There's hope this is a mistake, or that Photobucket's management will realize the scale of the problem they have created with this change. But if that doesn't happen, expect to see that Photobucket broken link image above many times in the coming months.
Quote:
But this change has also done something terrible for all of us, even people who never even had a Photobucket account: It’s completely broken the internet. Vast swaths of blogs and personal websites from the mid-00s are now full of missing images, replaced with a hideous error message.

This is a crushing loss of internet archaeology.
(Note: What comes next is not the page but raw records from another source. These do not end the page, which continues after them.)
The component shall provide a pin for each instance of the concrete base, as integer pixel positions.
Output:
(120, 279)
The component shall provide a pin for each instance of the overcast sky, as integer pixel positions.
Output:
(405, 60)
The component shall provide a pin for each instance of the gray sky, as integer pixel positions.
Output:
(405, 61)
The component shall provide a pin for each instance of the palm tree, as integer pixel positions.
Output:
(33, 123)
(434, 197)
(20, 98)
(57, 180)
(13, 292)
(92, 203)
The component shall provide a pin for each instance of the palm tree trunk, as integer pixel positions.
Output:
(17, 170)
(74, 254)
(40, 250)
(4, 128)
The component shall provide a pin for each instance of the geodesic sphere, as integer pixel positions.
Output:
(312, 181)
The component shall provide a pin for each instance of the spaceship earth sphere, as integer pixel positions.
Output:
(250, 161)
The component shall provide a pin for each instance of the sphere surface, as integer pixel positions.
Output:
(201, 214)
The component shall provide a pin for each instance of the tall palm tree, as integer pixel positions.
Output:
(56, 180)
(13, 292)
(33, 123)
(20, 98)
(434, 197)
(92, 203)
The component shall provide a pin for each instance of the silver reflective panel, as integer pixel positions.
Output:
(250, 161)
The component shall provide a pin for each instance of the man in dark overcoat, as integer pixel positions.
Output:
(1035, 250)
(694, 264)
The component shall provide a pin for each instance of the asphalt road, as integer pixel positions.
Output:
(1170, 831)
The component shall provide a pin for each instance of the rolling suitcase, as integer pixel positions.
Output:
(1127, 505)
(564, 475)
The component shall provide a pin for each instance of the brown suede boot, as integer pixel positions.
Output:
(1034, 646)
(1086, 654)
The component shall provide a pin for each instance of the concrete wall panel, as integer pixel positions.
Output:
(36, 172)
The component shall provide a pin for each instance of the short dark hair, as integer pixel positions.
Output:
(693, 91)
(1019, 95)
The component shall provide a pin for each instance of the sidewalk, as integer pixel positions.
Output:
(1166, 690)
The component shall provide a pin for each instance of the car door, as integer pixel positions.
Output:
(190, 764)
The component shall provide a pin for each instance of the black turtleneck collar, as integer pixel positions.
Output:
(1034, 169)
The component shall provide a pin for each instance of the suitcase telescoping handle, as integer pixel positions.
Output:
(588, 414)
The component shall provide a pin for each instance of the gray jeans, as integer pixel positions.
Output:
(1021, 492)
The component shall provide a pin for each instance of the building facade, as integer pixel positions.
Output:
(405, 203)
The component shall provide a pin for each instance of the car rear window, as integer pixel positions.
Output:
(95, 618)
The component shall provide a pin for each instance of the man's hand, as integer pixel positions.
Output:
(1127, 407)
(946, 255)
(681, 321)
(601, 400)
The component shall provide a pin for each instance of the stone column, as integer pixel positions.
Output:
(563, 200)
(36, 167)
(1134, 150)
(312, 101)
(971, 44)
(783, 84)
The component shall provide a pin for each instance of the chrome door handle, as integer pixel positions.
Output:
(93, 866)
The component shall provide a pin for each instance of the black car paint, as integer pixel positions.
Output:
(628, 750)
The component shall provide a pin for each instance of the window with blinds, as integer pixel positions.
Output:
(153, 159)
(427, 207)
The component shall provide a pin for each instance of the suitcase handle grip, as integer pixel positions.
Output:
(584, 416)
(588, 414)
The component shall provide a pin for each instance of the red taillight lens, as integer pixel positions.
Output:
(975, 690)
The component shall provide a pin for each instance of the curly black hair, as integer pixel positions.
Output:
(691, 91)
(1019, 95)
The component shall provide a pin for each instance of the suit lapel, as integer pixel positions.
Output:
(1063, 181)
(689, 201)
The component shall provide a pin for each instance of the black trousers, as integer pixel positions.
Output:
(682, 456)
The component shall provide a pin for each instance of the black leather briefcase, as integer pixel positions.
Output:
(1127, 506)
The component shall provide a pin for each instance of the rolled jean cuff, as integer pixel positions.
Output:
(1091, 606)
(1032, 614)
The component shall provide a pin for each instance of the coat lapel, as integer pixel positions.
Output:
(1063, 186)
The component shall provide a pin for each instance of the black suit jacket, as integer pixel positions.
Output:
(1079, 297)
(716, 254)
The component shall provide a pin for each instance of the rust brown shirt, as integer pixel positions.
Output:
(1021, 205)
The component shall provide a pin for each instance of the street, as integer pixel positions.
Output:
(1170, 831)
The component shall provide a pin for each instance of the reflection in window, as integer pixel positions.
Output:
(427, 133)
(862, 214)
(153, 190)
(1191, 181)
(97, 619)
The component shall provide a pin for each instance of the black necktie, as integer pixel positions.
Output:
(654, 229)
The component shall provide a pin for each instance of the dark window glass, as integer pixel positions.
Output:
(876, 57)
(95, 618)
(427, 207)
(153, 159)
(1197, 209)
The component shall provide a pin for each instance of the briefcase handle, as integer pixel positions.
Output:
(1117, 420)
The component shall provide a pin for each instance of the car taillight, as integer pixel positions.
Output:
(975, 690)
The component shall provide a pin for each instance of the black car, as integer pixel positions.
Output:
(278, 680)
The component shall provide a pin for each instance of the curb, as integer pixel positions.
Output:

Photobucket's heyday coincides with the height of personal blogging: Free and easy software like Blogger and WordPress made it finally accessible for people with virtually zero technical skills, and reading tools like Google Reader and De.lic.ious made it easy to follow and read blogs. Message boards and Yahoo Groups still thrived, Reddit and 4chan were just picking up steam. People needed a place to host the budding memes like lolcats or Blingees! This was a brief moment of internet history, maybe only 2005–2009, before Facebook, Twitter, and Tumblr homogenized the look and feel of the internet and eliminated the need for normal people to have a photo hosting site like Photobucket. The internet felt more spread out, with more random treasures to find — there were tons of different sites to go to, to find, to create. If the GeoCities stage was the awkward teen years of the internet, and today is the mature adult version, that brief Photobucket-heavy phase was the college period where it spread its wings, smoked Parliament Lights while talking endlessly about Tarantino, and tried to pull off a fedora. The internet was big enough to be interesting but small enough to still feel intimate. It was really fun, and now it's disappearing.